Sem futuro definido, associações de servidores de fundações questionam economia defendida pelo governo do RS

Ordens judiciais fizeram com que o encerramento das atividades das seis fundações administradas pelo governo do Rio Grande do Sul fosse suspenso, deixando centenas de servidores com futuro indefinido. Além disso, associações dos funcionários questionam se a medida realmente promoverá redução de gastos.

A extinção da Fundação Cultural Piratini, da Fundação de Ciência e Tecnologia (Cientec), da Fundação para o Desenvolvimento de Recursos Humanos (FDRH), da Fundação de Economia e Estatística (FEE), da Fundação Zoobotânica do Rio Grande do Sul e da Fundação Estadual de Planejamento Metropolitano e Regional (Metroplan) fizeram parte de um pacote de medidas enviado pelo governo José Ivo Sartori à Assembleia Legislativa para reduzir a máquina pública e amenizar a crise. O projeto foi aprovado em dezembro de 2016 pelos deputados estaduais.

No Jardim Botânico, em Porto Alegre, os funcionários tentam continuar com o trabalho, mas a situação não é tão simples. Pesquisas foram canceladas, e técnicos foram demitidos. O convênio com a Fundação Vital Brasil, para o fornecimento de veneno de serpentes gaúchas, por exemplo, foi interrompido.

"Isso significa que soro que sai hoje do Instituto Vital Brasil não tem a peçonha das serpentes aqui no Rio Grande do Sul, isso representa as pessoas que forem picadas pelas serpentes aqui no estado podem ser prejudicadas porque o soro é específico daqui, ajuda no tratamento e nesse caso não está sendo mais fornecido", afirma a presidente da Associação dos Funcionários da Fundação Zoobotânica, Josy Matos.

O Tribunal de Justiça determinou que o estado mantenha todas as atividades de relevância da fundação, que é uma das que estão em processo de extinção.

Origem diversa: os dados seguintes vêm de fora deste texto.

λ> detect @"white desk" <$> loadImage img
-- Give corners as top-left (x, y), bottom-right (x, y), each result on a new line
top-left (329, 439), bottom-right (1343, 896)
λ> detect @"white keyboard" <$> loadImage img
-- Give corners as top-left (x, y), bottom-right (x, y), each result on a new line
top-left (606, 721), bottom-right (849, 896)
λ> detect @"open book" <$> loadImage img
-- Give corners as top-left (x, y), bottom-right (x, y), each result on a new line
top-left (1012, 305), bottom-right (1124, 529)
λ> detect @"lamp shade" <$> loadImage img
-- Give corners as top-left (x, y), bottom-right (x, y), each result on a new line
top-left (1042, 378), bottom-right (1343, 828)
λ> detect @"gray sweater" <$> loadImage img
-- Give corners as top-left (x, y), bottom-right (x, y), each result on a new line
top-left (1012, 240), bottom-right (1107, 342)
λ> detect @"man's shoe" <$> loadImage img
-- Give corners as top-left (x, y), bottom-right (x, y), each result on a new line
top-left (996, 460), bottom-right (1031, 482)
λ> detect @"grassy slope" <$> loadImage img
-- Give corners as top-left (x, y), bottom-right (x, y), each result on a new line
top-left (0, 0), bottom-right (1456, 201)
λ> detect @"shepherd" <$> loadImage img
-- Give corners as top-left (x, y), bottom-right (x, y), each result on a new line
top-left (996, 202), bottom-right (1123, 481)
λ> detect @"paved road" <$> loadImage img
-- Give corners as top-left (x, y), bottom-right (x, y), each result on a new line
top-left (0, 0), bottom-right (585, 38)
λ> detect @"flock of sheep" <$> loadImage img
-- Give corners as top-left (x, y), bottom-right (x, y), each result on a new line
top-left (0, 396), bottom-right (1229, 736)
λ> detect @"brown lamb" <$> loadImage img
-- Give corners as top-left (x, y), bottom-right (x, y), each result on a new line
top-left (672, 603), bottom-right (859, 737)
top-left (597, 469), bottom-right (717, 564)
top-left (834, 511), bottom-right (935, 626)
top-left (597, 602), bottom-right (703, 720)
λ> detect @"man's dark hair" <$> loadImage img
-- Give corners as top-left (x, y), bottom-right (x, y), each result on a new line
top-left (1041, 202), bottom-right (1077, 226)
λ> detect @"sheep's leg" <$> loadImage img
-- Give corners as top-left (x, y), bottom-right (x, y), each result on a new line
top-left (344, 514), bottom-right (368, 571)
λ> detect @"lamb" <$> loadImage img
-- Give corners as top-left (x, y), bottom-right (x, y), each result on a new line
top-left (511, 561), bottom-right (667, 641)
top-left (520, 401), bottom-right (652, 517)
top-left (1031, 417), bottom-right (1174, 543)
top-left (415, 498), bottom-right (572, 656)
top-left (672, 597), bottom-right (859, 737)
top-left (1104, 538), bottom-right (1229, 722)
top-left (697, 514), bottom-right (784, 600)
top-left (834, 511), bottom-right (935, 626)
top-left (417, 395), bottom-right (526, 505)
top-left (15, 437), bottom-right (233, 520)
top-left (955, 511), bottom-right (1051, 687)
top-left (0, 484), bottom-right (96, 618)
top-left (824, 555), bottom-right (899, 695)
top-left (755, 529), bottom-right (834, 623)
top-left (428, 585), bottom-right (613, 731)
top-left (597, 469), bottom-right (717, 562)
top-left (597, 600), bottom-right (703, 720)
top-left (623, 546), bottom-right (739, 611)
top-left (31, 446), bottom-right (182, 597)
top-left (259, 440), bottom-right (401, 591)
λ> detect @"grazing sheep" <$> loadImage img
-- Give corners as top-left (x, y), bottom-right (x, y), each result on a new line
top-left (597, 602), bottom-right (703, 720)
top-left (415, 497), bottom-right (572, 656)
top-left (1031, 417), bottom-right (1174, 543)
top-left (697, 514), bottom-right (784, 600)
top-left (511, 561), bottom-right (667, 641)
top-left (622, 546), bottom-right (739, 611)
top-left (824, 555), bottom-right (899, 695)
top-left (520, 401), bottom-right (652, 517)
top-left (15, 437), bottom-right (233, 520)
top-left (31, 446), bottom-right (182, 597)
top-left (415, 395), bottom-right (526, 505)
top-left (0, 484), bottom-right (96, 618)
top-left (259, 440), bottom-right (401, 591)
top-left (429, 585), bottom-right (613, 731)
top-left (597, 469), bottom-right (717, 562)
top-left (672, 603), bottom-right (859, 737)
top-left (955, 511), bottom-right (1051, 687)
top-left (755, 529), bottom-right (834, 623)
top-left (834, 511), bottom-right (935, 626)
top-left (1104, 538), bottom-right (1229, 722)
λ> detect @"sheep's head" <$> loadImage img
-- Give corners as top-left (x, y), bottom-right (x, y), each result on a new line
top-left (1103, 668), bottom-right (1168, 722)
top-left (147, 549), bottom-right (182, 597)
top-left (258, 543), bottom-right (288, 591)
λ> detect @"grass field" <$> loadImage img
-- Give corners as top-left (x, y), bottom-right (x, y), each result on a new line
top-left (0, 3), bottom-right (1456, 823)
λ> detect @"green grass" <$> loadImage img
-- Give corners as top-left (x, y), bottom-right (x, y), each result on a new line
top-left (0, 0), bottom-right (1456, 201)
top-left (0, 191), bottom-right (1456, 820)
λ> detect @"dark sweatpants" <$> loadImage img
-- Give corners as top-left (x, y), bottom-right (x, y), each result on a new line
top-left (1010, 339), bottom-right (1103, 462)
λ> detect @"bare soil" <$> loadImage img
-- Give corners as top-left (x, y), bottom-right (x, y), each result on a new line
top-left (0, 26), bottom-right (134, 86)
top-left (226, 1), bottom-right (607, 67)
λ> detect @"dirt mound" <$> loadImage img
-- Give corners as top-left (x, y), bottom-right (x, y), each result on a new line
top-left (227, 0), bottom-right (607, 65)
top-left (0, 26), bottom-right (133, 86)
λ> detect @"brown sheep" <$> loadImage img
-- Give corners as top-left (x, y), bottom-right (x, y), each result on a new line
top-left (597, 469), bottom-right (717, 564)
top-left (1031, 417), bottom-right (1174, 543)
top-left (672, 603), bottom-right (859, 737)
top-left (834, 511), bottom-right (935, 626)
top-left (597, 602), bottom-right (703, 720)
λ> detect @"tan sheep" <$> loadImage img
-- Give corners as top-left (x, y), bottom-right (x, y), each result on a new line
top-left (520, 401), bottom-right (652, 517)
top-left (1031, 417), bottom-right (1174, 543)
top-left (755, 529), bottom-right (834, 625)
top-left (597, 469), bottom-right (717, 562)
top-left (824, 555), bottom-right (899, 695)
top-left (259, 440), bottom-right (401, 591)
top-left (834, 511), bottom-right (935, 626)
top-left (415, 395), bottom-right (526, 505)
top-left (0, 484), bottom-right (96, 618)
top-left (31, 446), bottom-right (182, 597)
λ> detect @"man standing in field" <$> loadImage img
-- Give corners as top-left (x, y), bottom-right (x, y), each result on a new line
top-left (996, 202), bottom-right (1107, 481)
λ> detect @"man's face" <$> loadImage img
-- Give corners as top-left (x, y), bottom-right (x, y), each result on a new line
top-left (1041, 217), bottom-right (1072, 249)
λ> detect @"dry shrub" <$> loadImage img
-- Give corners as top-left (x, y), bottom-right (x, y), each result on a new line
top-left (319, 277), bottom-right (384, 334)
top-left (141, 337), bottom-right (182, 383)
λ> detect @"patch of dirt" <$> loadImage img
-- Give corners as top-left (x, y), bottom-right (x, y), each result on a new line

E deu prazo de 180 dias para que seja apresentado um plano de ações que defina o que será feito com os projetos e programas científicos.

Já o Tribunal de Contas do Estado suspendeu por 20 dias a extinção das seis fundações, e proibiu a demissão do pessoal ou a desmobilização das estruturas.

Enquanto a Justiça cobra do governo uma proposta clara sobre como vão ser mantidos os serviços à população depois da extinção de fundações. Os servidores tentam mostrar que prometido corte de gastos com a medida não vai acontecer.

Dos cerca de 1 mil funcionários das fundações, 713 devem continuar nos cargos. Desses, 257 têm estabilidade, e cerca de 450 tem a posição garantida por liminar.

A Associação dos Servidores da Fundação de Economia e Estatística questiona a contratação de uma organização privada para fazer parte das pesquisas antes conduzidas pela fundação. O custo será de R$ 3 milhões.

"A gente tem uma estimativa que está se consolidando, em torno de R$ 1,8 milhão por ano como preço desse serviço dentro da estrutura do estado com os servidores que já estão contratados, concursados e treinados para isso", justifica o pesquisador da FEEE Tomás Fiori.

Conforme o advogado Aloísio Zimmer Júnior, que representa a associação, o decreto transfere os servidores para a administração direta, o que significa que não haverá corte de gastos com salários. "O custo está lá, e no mesmo dia, num contrato sem licitação e de valor que se discute a razoabilidade, nós contratamos uma entidade privada para cumprir o trabalho ou parte do trabalho desses servidores", afirma.

Já a Secretaria de Planejamento, Governança e Gestão do Rio Grande do Sul, Josué Barbosa, afirma que acontecerá redução de custos. "O custo da FEEE anualmente é de R$ 30 milhões", afirma, dizendo que os cerca de R$ 3 milhões gastos com a entidade privada vai cobrir "os principais itens que a gente não pode abrir mão".

O governo diz ainda que vai continuar brigando na justiça para efetivar as extinções, e que já tem um plano de ação para determinar o destino do patrimônio, dos servidores e dos serviços prestados.